# Example usage

## `count_keywords`

This is a function that counts keywords in a text. The user gets to specify the keywords (represented as a list of strings) to look for and the text (represented as a string object). For our demonstration, we will use the Unlimited Blade Works chant from the popular anime series Fate/Stay Night, with some adjustments to demonstrate the some features of the function.

In [10]:
from wordwright.count_keywords import count_keywords

ubw_chant = '''I am the Bone of my Sword.
               Steel is My Body and Fire is my Blood. 
               I've created over a Thousand Blades, 
               Unknown to Death, 
               Nor known to Life. 
               Have withstood Pain to create many Weapons.
               Yet those Hands will never hold Anything.
               So, as I Pray--
               Unlimited Blade Works.'''
count_keywords(ubw_chant, ['my', 'life', 'Pray', 'i\'ve'])

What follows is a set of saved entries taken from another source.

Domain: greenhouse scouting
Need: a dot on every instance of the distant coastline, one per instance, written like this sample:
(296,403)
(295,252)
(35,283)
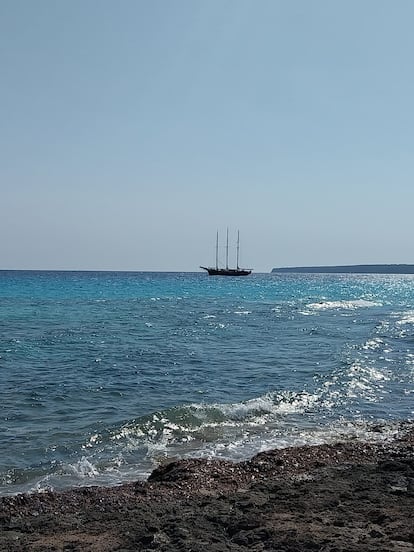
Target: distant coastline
(350,269)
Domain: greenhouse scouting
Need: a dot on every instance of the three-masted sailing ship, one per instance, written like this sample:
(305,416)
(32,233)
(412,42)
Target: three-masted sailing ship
(217,271)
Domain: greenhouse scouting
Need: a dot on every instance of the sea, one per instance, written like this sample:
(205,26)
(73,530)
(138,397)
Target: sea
(106,375)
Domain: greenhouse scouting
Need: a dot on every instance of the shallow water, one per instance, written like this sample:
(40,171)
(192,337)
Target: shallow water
(103,375)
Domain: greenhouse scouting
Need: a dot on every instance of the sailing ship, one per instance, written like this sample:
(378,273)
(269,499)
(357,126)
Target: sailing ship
(217,271)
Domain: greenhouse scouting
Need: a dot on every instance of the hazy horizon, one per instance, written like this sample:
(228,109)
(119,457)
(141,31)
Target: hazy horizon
(132,131)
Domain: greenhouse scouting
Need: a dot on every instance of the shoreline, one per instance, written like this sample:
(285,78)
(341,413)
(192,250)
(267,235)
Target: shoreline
(348,496)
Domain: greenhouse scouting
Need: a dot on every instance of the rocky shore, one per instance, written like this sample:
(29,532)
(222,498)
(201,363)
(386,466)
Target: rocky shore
(349,496)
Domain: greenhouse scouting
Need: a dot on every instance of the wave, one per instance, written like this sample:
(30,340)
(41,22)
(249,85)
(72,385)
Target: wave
(351,304)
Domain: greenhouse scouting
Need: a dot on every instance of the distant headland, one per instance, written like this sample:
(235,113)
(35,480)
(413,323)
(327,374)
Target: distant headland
(350,269)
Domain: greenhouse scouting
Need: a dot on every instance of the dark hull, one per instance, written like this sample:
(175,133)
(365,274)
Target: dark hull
(227,271)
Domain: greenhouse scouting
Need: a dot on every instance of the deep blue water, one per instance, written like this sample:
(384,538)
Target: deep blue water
(103,374)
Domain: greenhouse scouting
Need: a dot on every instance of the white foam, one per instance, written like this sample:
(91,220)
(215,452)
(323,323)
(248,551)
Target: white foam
(343,305)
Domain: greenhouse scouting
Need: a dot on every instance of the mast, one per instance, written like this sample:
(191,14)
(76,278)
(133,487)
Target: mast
(217,250)
(238,248)
(227,250)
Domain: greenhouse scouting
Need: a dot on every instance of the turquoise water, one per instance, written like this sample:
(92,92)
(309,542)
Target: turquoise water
(103,375)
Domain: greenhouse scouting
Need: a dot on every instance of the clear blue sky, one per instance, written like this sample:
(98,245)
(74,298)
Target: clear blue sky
(130,131)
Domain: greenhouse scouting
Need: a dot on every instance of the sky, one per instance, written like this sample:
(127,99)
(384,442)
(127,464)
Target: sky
(131,131)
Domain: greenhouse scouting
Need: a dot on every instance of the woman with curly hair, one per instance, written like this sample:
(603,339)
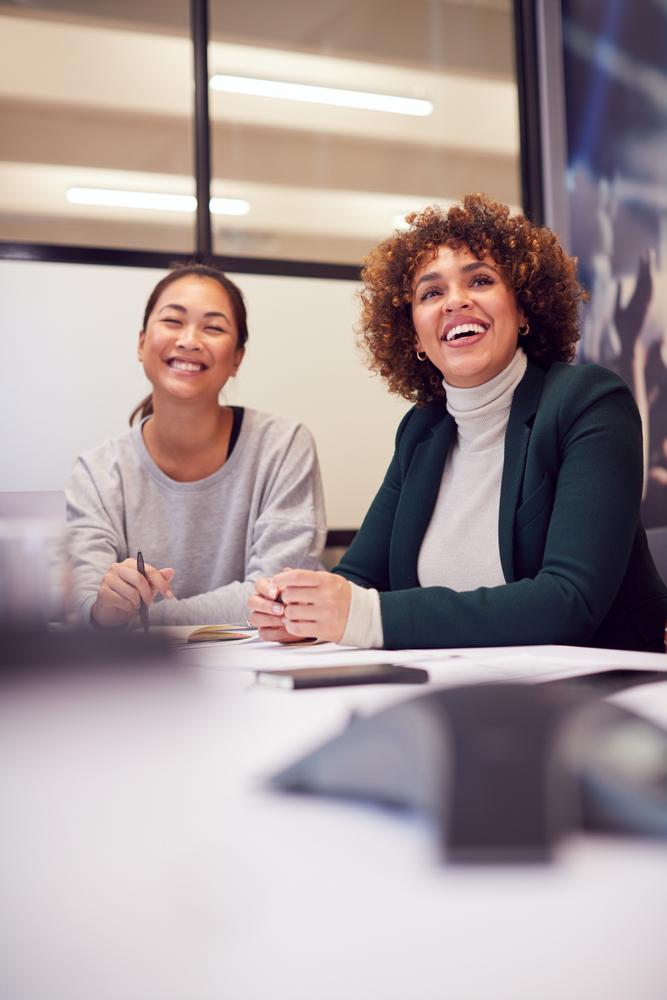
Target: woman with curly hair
(510,511)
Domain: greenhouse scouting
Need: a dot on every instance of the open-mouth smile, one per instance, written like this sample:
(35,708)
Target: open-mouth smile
(463,331)
(189,367)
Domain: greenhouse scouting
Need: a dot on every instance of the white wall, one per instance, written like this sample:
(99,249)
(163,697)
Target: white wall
(70,375)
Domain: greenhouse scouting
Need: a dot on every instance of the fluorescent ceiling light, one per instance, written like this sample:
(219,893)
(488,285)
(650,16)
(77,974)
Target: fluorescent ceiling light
(320,95)
(161,202)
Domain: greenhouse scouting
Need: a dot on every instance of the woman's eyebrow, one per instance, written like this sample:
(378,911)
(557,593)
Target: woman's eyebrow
(472,266)
(172,305)
(179,308)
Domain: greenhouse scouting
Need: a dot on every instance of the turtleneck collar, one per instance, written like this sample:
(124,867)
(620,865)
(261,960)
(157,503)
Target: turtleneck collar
(481,411)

{'my': 3, 'life': 1, 'pray': 1, "i've": 1}

The function counts these words correctly. Moreover, notice that it forces lower case and ignores punctuation, with the exception of the apostrophes used for sentence contraption. This is because our function first preprocesses the text and the keywords by forcing lower case and removing all punctuation except for the apostrophes when evaluating word counts. This includes cases where a hyphen is used to join two words (ex: to-do is treated as todo). These rules extend to both the text and the keywords:

In [15]:
test = 'I can\'t seem to find the to-do list, cant you help me find the todo list?'
count_keywords(test, ['can\'t', 'todo'])

{"can't": 1, 'todo': 2}

Here we see that the word "can't" is treated as a separate word than "cant" (a count of 1), whereas "to-do" is treated as the same word as "todo" (a count of 2).

If the user were to specify the same word multiple times, the output would only show the count for that word once. The position of this word in the output is determined by that of the word's first appearance in the keyword list:

In [16]:
test = 'Where can I find a phone?'
count_keywords(test, ['find', 'phone', 'phonE!', 'phone'])

{'find': 1, 'phone': 1}

Another important thing is white space/punctuation only string. Because we evaluate word counts after preprocessing, our function treats these strings as empty:

In [18]:
test = 'abcdefg.'
count_keywords(test, [' ', '', '\'-['])

{'': 0}

We see that even with the presence of an apostrophe, if the string contains only punctuation, if will be treated as an empty string. And since all these three keywords are considered empty strings, the final output only shows the count for empty string once. This is also applicable for the text:

In [19]:
test = '     /....,.!'
count_keywords(test, ['', 'a', 'b'])

{'': 0, 'a': 0, 'b': 0}

Here the text itself contains only white spaces and punctuation, and therefore the function considers it an empty string, and the function evaluates all counts to be 0, including that of an empty string.

Finally, a word trapped inside punctuation would be extracted and evaluated as is. This applies to both the text and keywords:

In [20]:
test = '!y-o,u'
count_keywords(test, ['y.o.u!!!!!'])

{'you': 1}

We see that the word "you" is trapped within punctuation, but our function takes the alphabets out and pieces the word together.